Probabilistic programming with PyMC


In [ ]:
import numpy as np
import sklearn.datasets, sklearn.linear_model, sklearn.neighbors
import sklearn.manifold, sklearn.cluster
import matplotlib.pyplot as plt
import seaborn as sns
import sys, os, time
import scipy.io.wavfile, scipy.signal
import pymc as mc
%matplotlib inline
import matplotlib as mpl
mpl.rcParams['figure.figsize'] = (18.0, 10.0)

In [ ]:
%%javascript
IPython.OutputArea.auto_scroll_threshold = 9999;

Topic purpose

This section will cover probabilistic inference. Rather than learning a single set of parameters by optimisation, we can model probability distributions over possible models that might be compatible with our data. We'll use Monte Carlo sampling to make it simple and easy (if not very efficient) to work with probabilistic models. We will use these approaches to model typing behaviour at the keystroke level, and both make predictions given some data ("how likely is it that this sequence was typed by user X?") and quantify how much confidence we have in those models.

Graphical models

Transformations of expressions to graphs is familiar to most computer scientists -- it is an essential part of most optimising compilers. For example, the equation of a straight line might be written as a graph (this is how a compiler would break down the expression):

Adding unknowns

If we have multiple dependent random variables whose distribution we want to infer, we can draw a graph of dependencies to form a graphical model. This explictly models dependencies between random variables (i.e. ones we don't know the value of precisely) and inference can be performed on the entire graph.

In CS terms, we are writing expressions down without fixing the variables, and then allowing the distribution of the values to be inferred when we observe data. This inference process narrows down the likely range a random variable could take on (hopefully!).

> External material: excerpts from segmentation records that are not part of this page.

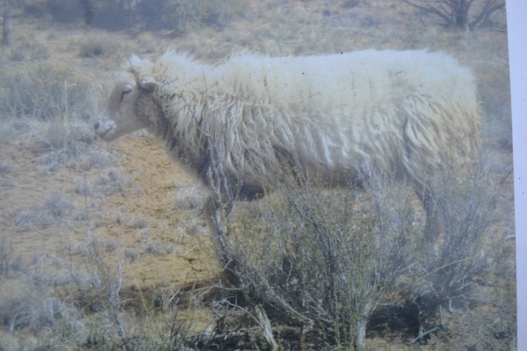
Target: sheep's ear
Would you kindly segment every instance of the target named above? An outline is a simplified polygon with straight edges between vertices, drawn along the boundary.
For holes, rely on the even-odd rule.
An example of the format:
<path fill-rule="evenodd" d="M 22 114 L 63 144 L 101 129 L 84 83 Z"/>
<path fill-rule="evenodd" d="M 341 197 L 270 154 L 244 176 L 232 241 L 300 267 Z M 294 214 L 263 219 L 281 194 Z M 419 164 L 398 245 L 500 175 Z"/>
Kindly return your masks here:
<path fill-rule="evenodd" d="M 133 85 L 131 83 L 127 83 L 123 86 L 123 92 L 126 94 L 132 91 L 132 89 L 133 89 Z"/>
<path fill-rule="evenodd" d="M 143 81 L 141 82 L 141 87 L 147 90 L 153 90 L 157 86 L 158 82 L 154 77 L 149 75 L 143 78 Z"/>

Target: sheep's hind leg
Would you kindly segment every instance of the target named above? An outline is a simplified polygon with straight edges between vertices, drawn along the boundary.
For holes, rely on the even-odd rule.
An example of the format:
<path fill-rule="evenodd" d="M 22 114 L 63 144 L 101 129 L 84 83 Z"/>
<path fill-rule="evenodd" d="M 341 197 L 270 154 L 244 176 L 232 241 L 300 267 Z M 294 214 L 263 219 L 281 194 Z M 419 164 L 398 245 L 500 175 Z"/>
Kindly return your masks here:
<path fill-rule="evenodd" d="M 225 260 L 226 243 L 221 225 L 221 206 L 214 200 L 214 197 L 211 196 L 205 202 L 203 212 L 211 231 L 214 252 L 219 258 Z"/>

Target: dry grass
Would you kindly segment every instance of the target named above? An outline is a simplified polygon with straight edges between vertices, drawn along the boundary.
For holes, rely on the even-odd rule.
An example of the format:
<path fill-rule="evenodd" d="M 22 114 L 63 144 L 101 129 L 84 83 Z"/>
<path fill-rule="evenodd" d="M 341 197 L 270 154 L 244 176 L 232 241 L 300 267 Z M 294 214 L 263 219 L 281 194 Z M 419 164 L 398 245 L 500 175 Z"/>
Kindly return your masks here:
<path fill-rule="evenodd" d="M 163 180 L 162 173 L 147 172 L 144 165 L 150 164 L 146 161 L 130 160 L 143 154 L 164 160 L 162 151 L 161 156 L 152 154 L 158 148 L 151 143 L 127 141 L 124 144 L 131 146 L 123 150 L 92 138 L 92 120 L 102 95 L 99 85 L 132 53 L 153 57 L 173 47 L 216 63 L 240 52 L 278 55 L 370 48 L 442 50 L 472 67 L 478 78 L 485 142 L 503 156 L 503 164 L 490 171 L 494 182 L 499 183 L 512 168 L 504 33 L 445 30 L 396 2 L 266 0 L 239 9 L 235 2 L 220 8 L 219 4 L 198 2 L 196 6 L 212 6 L 198 18 L 189 15 L 192 8 L 182 12 L 180 7 L 178 12 L 174 7 L 169 14 L 180 21 L 159 32 L 141 32 L 147 27 L 138 26 L 125 32 L 92 30 L 85 33 L 78 24 L 61 26 L 51 24 L 49 18 L 13 18 L 12 46 L 0 52 L 0 219 L 7 228 L 0 242 L 2 347 L 139 350 L 183 349 L 186 345 L 201 349 L 207 340 L 221 339 L 210 333 L 212 310 L 207 304 L 214 295 L 206 292 L 213 285 L 211 276 L 217 270 L 202 263 L 211 252 L 201 217 L 202 192 L 173 177 Z M 502 18 L 497 19 L 504 23 Z M 130 32 L 138 35 L 133 37 Z M 168 168 L 159 162 L 153 167 Z M 155 193 L 145 190 L 149 183 L 163 181 Z M 503 186 L 508 188 L 504 189 L 510 191 L 511 184 L 510 180 L 505 181 Z M 337 204 L 338 199 L 332 196 L 325 201 Z M 513 219 L 503 203 L 511 201 L 511 196 L 500 193 L 499 198 L 498 213 L 508 216 L 493 227 L 501 239 L 514 234 Z M 272 197 L 269 201 L 272 202 Z M 271 261 L 273 257 L 258 250 L 276 253 L 274 244 L 258 245 L 272 230 L 281 227 L 251 224 L 251 219 L 258 222 L 262 217 L 248 216 L 236 223 L 258 233 L 248 236 L 246 247 L 259 252 L 262 262 Z M 299 225 L 282 226 L 282 232 L 287 233 L 294 225 Z M 37 240 L 43 236 L 47 240 Z M 30 246 L 33 240 L 41 247 Z M 428 344 L 421 346 L 423 349 L 513 347 L 513 246 L 510 241 L 496 246 L 503 251 L 491 262 L 490 274 L 485 279 L 471 277 L 473 295 L 467 309 L 455 304 L 452 314 L 443 309 L 443 321 L 448 331 L 432 333 Z M 475 250 L 471 246 L 465 248 Z M 310 255 L 320 258 L 320 250 Z M 434 262 L 441 261 L 432 257 Z M 300 262 L 309 264 L 301 259 Z M 155 268 L 160 271 L 157 276 Z M 434 270 L 432 266 L 425 268 Z M 207 270 L 212 272 L 204 274 Z M 321 277 L 315 275 L 313 279 Z M 295 281 L 289 282 L 288 294 L 292 294 L 296 291 Z M 469 296 L 467 291 L 463 294 Z M 305 296 L 300 300 L 308 300 Z M 256 309 L 249 311 L 258 315 Z M 380 319 L 385 321 L 382 313 Z M 267 314 L 272 320 L 273 315 L 268 310 Z M 431 328 L 438 323 L 437 310 L 432 317 L 436 324 L 429 325 Z M 258 320 L 265 321 L 263 317 Z M 222 323 L 228 324 L 226 319 Z M 272 327 L 283 332 L 275 338 L 285 345 L 288 329 Z M 255 338 L 250 340 L 265 345 L 262 328 L 254 330 L 256 333 L 248 334 Z M 320 335 L 315 329 L 306 333 Z M 390 339 L 386 347 L 392 349 L 417 347 L 408 345 L 416 335 L 402 336 L 387 329 L 375 333 L 377 337 Z M 376 342 L 372 335 L 367 334 L 366 345 L 380 345 L 373 343 Z"/>

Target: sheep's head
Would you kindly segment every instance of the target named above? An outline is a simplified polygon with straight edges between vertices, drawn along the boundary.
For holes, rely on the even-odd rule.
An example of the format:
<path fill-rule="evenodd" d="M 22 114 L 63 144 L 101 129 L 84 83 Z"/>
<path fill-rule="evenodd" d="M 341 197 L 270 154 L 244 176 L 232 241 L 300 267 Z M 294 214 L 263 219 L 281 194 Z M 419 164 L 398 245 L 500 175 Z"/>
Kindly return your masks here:
<path fill-rule="evenodd" d="M 155 113 L 149 106 L 150 95 L 157 86 L 152 77 L 139 80 L 130 72 L 121 73 L 93 125 L 99 136 L 109 141 L 148 127 L 151 118 L 149 114 Z"/>

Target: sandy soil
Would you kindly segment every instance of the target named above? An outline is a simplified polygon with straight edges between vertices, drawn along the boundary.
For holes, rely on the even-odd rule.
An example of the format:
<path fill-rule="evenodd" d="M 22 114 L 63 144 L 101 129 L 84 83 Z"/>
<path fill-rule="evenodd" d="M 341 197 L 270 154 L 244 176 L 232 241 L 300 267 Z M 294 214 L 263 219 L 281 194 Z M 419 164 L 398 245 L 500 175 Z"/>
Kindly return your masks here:
<path fill-rule="evenodd" d="M 389 18 L 402 11 L 384 2 L 370 2 L 368 11 L 376 15 L 380 14 L 378 18 Z M 320 18 L 327 8 L 323 2 L 291 4 L 278 11 L 305 18 L 306 27 L 311 25 L 310 21 L 315 22 L 311 17 Z M 268 9 L 262 7 L 258 11 Z M 255 13 L 257 14 L 258 11 L 255 10 Z M 384 19 L 379 22 L 379 27 L 392 25 Z M 132 39 L 124 33 L 113 33 L 112 37 L 119 42 L 115 55 L 92 60 L 80 57 L 76 45 L 87 35 L 106 35 L 102 31 L 86 32 L 78 24 L 48 27 L 23 19 L 14 18 L 12 23 L 19 26 L 19 33 L 23 32 L 19 37 L 31 37 L 32 45 L 36 43 L 47 48 L 47 60 L 81 67 L 89 74 L 95 74 L 97 83 L 101 85 L 104 84 L 101 77 L 113 74 L 129 52 L 142 53 L 143 57 L 155 56 L 154 52 L 157 52 L 152 47 L 165 48 L 171 40 L 161 34 L 149 34 L 152 36 L 144 37 L 147 42 L 149 38 L 158 40 L 158 36 L 159 43 L 145 45 L 140 38 Z M 279 38 L 272 35 L 261 40 L 243 38 L 242 36 L 250 32 L 252 25 L 252 21 L 240 21 L 232 24 L 221 35 L 229 38 L 225 42 L 235 42 L 232 45 L 236 49 L 245 45 L 251 50 L 266 47 L 267 52 L 271 53 L 276 53 L 273 50 L 282 54 L 298 53 L 298 47 L 280 43 Z M 266 25 L 268 29 L 272 26 Z M 214 33 L 209 38 L 207 32 L 209 30 L 204 29 L 203 37 L 198 40 L 189 34 L 181 39 L 180 46 L 197 47 L 197 56 L 207 56 L 208 52 L 204 51 L 207 50 L 207 41 L 212 41 L 220 47 L 216 48 L 217 52 L 222 53 L 221 40 L 214 37 L 220 34 Z M 313 37 L 307 38 L 301 37 L 305 33 L 300 33 L 295 40 L 309 43 L 324 39 L 314 33 Z M 505 36 L 497 32 L 485 35 L 492 43 L 503 41 Z M 243 40 L 250 44 L 245 45 Z M 382 48 L 398 46 L 395 40 L 383 40 L 386 42 L 379 44 L 367 36 L 359 37 L 347 33 L 341 43 L 334 46 L 348 49 L 373 46 L 373 44 Z M 132 44 L 134 41 L 136 44 Z M 141 43 L 137 45 L 138 42 Z M 304 48 L 308 53 L 311 51 L 309 46 Z M 466 63 L 469 55 L 463 57 L 463 57 L 460 60 Z M 97 65 L 95 69 L 92 67 L 94 64 Z M 216 281 L 221 267 L 214 258 L 201 209 L 206 192 L 192 174 L 168 158 L 163 145 L 155 138 L 139 133 L 110 144 L 94 139 L 88 152 L 50 170 L 43 161 L 45 155 L 37 138 L 13 134 L 16 137 L 3 137 L 1 142 L 0 164 L 5 167 L 0 168 L 0 241 L 8 248 L 12 270 L 22 272 L 22 275 L 3 277 L 0 295 L 15 296 L 17 289 L 31 289 L 27 282 L 33 281 L 37 274 L 54 279 L 60 286 L 70 279 L 72 269 L 76 272 L 90 271 L 93 264 L 86 260 L 86 253 L 90 243 L 93 242 L 97 243 L 101 257 L 109 266 L 122 265 L 122 291 L 131 300 L 139 301 L 150 292 L 156 294 L 165 288 L 176 291 Z M 500 150 L 503 168 L 510 167 L 510 151 L 496 149 Z M 103 158 L 107 164 L 97 166 L 97 157 Z M 495 177 L 496 183 L 501 181 L 504 171 L 499 173 Z M 503 211 L 512 211 L 513 180 L 511 174 L 503 183 L 500 200 Z M 513 233 L 513 225 L 509 221 L 496 228 L 496 233 L 505 236 Z M 513 260 L 513 241 L 506 245 L 510 247 L 504 250 L 503 259 Z M 211 314 L 208 310 L 202 312 L 203 319 Z M 464 318 L 472 318 L 470 314 L 463 315 L 464 312 L 456 312 L 460 325 Z M 0 330 L 0 336 L 5 333 L 5 330 Z M 380 338 L 368 342 L 377 349 L 395 349 L 391 342 Z M 477 338 L 470 342 L 477 344 Z M 433 340 L 426 349 L 445 349 L 444 344 L 437 343 Z M 468 343 L 463 341 L 464 345 Z M 397 347 L 399 348 L 396 349 L 409 349 L 406 344 Z"/>

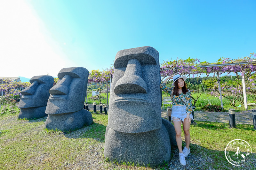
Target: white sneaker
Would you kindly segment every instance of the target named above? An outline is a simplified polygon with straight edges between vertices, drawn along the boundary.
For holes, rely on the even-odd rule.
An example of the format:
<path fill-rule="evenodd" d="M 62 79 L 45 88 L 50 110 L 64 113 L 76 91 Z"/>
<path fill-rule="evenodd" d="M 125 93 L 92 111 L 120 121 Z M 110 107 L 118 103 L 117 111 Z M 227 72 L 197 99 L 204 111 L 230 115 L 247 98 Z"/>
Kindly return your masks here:
<path fill-rule="evenodd" d="M 186 157 L 190 153 L 190 149 L 188 149 L 185 146 L 184 147 L 184 149 L 183 149 L 183 153 L 184 153 L 184 156 Z"/>
<path fill-rule="evenodd" d="M 186 160 L 185 160 L 184 154 L 183 152 L 181 153 L 179 152 L 179 155 L 180 156 L 180 163 L 183 166 L 186 166 Z"/>

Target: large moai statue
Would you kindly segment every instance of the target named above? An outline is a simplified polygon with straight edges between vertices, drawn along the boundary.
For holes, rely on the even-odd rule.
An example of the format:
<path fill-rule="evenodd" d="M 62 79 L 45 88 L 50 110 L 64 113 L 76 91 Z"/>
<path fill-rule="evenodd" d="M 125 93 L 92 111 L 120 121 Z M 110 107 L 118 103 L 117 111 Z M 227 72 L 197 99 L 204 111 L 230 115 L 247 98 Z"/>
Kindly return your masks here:
<path fill-rule="evenodd" d="M 89 72 L 83 67 L 62 69 L 59 80 L 49 90 L 44 128 L 68 131 L 92 122 L 91 112 L 84 109 Z"/>
<path fill-rule="evenodd" d="M 151 166 L 169 162 L 175 131 L 161 118 L 158 52 L 150 47 L 121 50 L 114 66 L 104 156 Z"/>
<path fill-rule="evenodd" d="M 50 76 L 34 76 L 29 80 L 31 85 L 20 92 L 19 118 L 38 119 L 47 115 L 45 108 L 50 95 L 49 91 L 54 82 L 54 78 Z"/>

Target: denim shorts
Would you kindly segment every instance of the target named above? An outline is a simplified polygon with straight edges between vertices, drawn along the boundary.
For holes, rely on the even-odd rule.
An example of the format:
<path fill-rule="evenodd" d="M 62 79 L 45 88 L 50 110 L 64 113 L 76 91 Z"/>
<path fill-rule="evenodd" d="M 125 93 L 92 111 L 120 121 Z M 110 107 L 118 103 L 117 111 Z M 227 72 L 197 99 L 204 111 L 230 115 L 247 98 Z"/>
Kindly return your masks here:
<path fill-rule="evenodd" d="M 193 116 L 192 114 L 189 115 L 190 120 L 194 121 Z M 187 118 L 187 112 L 186 111 L 186 106 L 173 106 L 172 110 L 172 115 L 171 120 L 175 122 L 180 122 L 181 121 L 184 122 L 184 119 Z"/>

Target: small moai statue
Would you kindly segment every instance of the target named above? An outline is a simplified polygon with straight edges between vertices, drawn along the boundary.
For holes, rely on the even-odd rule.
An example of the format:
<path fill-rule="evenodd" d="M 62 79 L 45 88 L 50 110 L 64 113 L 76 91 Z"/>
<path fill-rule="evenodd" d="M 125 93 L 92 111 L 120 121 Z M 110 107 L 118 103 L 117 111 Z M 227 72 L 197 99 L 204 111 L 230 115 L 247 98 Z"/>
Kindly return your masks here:
<path fill-rule="evenodd" d="M 66 131 L 92 124 L 92 114 L 84 109 L 89 74 L 83 67 L 64 68 L 60 71 L 59 80 L 49 90 L 45 128 Z"/>
<path fill-rule="evenodd" d="M 19 118 L 38 119 L 47 115 L 45 109 L 50 95 L 49 91 L 54 82 L 51 76 L 34 76 L 29 80 L 31 85 L 20 92 Z"/>
<path fill-rule="evenodd" d="M 174 127 L 161 118 L 158 52 L 150 47 L 118 51 L 114 64 L 104 156 L 143 165 L 171 159 Z"/>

In a probabilistic graphical model, some nodes in the graph are observed -- that is we know their state because we have explicity measured it, and others are unobserved -- we know (or have guessed) the form of their distribution but not the parameters of that distribution. Some dependencies are deterministic (i.e. fully defined by the values of their parents), while others are stochastic. We can infer the posterior distribution of unobserved nodes by integrating over the possible values that could have occured given the observed values.

We can modify our straight line equation to write a model for linear regression:

All we need to do is specify that we expected the output $y$ to be normally distributed around the equation of a line given by $m$ and $c$; we can now infer $\sigma, m, c$ from observed data. Or we can fix any of them, and infer the remainder (if, e.g. we knew in advance that $c=0$). Our assumption here is that we will observe data which has a latent structure modelled by a linear dependence on a variable $x$, plus some normally-distributed observation noise.

Note that we must put some prior distribution on every stochastic node.


Let's do it: PyMC

We'll use the excellent PyMC module to do the inference. If you have questions about this module, you can read this tutorial or the API docs. There's a new and even nicer version with very powerful capabilities currently called PyMC3, but the dependencies are "hard" to install at the moment.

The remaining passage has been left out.